Nunca nos enseñaron a elegir.
Nos enseñaron a aceptar. Y eso es distinto.
Nos dijeron que optar por una ruta distinta era buscarse su propio destino.
Y no lo dijeron en un tono bonito.
Nunca nos enseñaron a elegir.
Nos dijeron: esto es lo que hay.
Y volvieron virtud eso de salir al mundo a conformarse, nada más.
Te dijeron: no busques lo más bueno sino lo menos malo. Ese fue el mapa del tesoro que nos vendieron detrás de frases que sentenciaban: se-toma-toda-la-sopa-aunque-no-le-guste-porque-yo-soy-su-mamá-y-hay-mucha-gente-con-hambre, detrás de frases como aquí-se-hace-lo-que-digo-yo-porque-soy-su-papá-y-punto.
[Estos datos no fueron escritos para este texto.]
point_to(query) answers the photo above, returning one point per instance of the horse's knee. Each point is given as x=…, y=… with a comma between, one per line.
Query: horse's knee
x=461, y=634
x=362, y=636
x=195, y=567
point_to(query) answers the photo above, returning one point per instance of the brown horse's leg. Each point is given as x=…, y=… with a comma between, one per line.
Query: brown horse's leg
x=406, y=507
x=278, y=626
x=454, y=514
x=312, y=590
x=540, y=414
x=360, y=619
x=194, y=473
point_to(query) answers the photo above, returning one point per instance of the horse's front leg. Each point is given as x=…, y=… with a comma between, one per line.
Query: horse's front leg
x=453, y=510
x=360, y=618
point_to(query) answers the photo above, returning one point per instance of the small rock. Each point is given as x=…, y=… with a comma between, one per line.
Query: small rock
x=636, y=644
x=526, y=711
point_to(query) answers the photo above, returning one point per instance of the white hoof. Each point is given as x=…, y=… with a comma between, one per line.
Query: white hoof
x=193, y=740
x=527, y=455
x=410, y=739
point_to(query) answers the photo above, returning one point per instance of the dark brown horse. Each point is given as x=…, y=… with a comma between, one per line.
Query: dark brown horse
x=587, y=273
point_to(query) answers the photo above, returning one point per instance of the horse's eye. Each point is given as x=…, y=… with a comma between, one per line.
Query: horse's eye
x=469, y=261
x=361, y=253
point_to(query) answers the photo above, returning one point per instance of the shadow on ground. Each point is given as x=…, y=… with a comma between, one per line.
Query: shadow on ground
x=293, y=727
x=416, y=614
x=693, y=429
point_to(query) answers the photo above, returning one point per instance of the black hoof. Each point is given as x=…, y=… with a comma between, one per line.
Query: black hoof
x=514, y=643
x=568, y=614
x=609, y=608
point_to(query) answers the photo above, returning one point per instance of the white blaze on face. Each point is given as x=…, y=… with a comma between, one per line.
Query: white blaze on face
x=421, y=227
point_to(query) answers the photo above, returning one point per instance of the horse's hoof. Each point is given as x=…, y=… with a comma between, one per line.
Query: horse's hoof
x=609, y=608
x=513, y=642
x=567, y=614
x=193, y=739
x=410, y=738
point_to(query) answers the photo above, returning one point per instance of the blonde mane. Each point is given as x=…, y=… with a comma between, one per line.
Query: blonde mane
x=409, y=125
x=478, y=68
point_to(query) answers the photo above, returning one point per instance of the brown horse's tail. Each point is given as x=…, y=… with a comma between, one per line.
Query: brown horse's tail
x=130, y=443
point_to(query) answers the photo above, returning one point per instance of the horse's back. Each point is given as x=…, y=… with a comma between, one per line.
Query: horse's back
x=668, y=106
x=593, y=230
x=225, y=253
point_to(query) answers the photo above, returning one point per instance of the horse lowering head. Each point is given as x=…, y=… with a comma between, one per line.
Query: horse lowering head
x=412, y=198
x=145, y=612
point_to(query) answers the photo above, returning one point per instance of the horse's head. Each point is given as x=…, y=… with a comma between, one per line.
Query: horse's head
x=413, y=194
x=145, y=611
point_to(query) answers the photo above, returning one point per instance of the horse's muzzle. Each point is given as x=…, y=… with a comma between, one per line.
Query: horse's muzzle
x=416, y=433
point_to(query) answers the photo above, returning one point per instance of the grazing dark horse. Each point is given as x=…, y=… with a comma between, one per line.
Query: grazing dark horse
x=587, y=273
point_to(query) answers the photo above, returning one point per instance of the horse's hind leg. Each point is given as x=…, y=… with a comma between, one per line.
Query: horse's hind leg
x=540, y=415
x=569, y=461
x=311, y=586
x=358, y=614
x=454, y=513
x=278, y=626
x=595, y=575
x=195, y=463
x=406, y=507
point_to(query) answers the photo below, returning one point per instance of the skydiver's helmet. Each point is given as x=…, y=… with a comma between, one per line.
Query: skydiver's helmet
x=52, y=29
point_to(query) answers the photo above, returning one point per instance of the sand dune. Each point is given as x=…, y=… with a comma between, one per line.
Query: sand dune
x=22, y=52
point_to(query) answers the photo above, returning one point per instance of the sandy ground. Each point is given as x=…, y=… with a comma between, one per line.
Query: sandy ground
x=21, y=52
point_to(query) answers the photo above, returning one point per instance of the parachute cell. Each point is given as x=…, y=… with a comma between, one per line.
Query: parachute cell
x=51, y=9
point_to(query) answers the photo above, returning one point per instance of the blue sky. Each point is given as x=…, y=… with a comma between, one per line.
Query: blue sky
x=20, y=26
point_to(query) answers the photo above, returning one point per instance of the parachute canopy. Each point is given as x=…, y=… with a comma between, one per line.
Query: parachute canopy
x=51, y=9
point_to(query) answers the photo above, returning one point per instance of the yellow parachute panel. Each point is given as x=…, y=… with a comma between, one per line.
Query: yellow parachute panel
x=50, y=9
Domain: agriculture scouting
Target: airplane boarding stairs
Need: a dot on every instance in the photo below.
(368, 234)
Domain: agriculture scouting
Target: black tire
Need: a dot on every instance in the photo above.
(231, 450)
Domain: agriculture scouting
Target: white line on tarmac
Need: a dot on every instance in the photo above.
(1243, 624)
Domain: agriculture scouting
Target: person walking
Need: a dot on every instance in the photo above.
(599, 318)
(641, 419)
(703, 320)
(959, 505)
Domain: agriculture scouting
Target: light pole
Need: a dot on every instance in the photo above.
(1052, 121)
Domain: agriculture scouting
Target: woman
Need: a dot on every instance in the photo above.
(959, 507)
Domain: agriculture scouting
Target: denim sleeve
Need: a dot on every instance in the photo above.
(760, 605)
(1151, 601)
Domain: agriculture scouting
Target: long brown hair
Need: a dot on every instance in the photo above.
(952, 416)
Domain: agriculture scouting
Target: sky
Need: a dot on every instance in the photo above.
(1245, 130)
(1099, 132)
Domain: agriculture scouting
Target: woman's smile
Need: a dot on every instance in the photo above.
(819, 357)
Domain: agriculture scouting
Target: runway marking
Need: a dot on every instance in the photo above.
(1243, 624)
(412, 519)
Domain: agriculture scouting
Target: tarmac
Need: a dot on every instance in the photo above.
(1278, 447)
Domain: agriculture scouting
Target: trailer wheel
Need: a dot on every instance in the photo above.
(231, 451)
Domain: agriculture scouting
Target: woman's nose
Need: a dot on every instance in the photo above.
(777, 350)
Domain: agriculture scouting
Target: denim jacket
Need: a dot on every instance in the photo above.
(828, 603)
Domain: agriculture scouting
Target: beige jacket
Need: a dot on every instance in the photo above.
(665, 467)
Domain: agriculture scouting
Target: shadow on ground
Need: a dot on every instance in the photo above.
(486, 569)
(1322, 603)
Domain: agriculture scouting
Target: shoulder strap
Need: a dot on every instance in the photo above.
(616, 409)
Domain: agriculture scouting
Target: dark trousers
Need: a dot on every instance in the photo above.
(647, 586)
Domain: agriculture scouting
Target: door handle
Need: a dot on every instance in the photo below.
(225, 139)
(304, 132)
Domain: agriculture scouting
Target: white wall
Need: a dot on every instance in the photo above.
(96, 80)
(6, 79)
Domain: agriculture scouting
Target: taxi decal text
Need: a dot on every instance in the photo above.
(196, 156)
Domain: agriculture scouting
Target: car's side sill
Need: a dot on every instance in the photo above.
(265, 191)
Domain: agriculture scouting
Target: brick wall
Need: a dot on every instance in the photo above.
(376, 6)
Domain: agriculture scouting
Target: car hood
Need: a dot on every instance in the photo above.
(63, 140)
Así nos enseñaron la culpa, claro, nos hicieron hijos del temor. Y de eso mismo, la culpa y el temor, se han valido para influenciar nuestras elecciones.
Somos un extraño lugar: nunca nos enseñaron a tener criterio para elegir.
Y dicen elecciones y cunde el pánico. Nunca la confianza.
Ahí es cuando recuerdas lo poco que sabemos leer. Leer no es sumar letras y pronunciarlas en voz alta para escuchar el sonido del ego afuera de ti. Leer es comprender. Y qué poco comprendemos en este país. Eso es tan notorio a la hora de elegir que pocos preguntan por una propuesta porque más les endulza el oído una encuesta. Se hizo ya habitual, como si fuera una casa de apuestas o una quiniela, darle votos al que luce ganador. Como si siguiendo ese parámetro así no perdieras vos.
Antes de hablar, escuchas.
Antes de escribir, lees.
Lo sabe un niño. Porque así aprende.
Venga aquí una lección: las elecciones del odio nunca dan amor por resultado. Eso aplica para todo en la vida, incluso para la política electoral. La vida no son las piedras que se lanzan desde algunos bandos. Por eso da tristeza este momento previo a las votaciones presidenciales en donde vale más el escupitajo que la ética.
Dos expresidentes a los gritos. Esas son las propuestas de campaña para gobernar este país. A más decibeles más votos, piensan. Todo es tan epidérmico y tan poquito intelectual que ni siquiera ha habido un debate televisado de candidatos en cadena nacional y a nadie parece que le vaya a importar.
Si hoy día las campañas siguen una doctrina es obvio que el principio que más ejercen es el que reza divide y vencerás. El único problema de ese principio es que rápido nos lleva a un mal final. En una nación dividida que ha conocido de hogueras de odio flaco favor nos hacen con alimentar el fuego. ¿A eso le llaman amor a la patria?
Miras desde la altura de este calendario en mayo de 2014 cómo será de alta la montaña el 7 de agosto de este año: la Plaza de Bolívar en Bogotá estará cubierta por miradas que al encontrarse sospechan y prometen que así mismo serán los cuatro años que vendrán. En lo alto no ondea una bandera sino una herida. Ese es el país que nos ofrecen cuando la venganza hace parte de la partida.
Qué bueno sería que la realidad no nos ofreciera votar en contra de alguien sino a favor del bienestar de todos. Pero no en forma de promesa hecha en tinta que se borra al primer descuido (y siempre hay alguien esperando que te descuides) sino como palabra de fiar, como compromiso ciudadano por todos entendido. Pero eso, esta vez al parecer, será otra vez una asignatura pendiente.
Un candidato dice Tenga miedo, vote por mí.
Otro candidato dice Tenga miedo, vote por mí.
Algunos ofrecen pagar mucho por un voto: a esos es obvio que tu futuro les vale poco. Y los partidos de los demás candidatos ya empiezan a mirar la segunda vuelta como quien decide qué orilla del río le conviene más a la hora de fijar su ruta de navegación. Poco les importa que se ahogue en esa corriente lo que queda de ilusión.
Para mí esta es una lección: ante ese marco que solo ofrece temor yo prefiero buscar en mis vecinos los motivos de la esperanza.
Nunca nos enseñaron a elegir, está visto, pero cabe decir que pensar nos hará bien y así el resultado no siempre será igual. Me niego a creer en el dogma de la nación de la resignación en la que nada cambia o solo puede ser peor.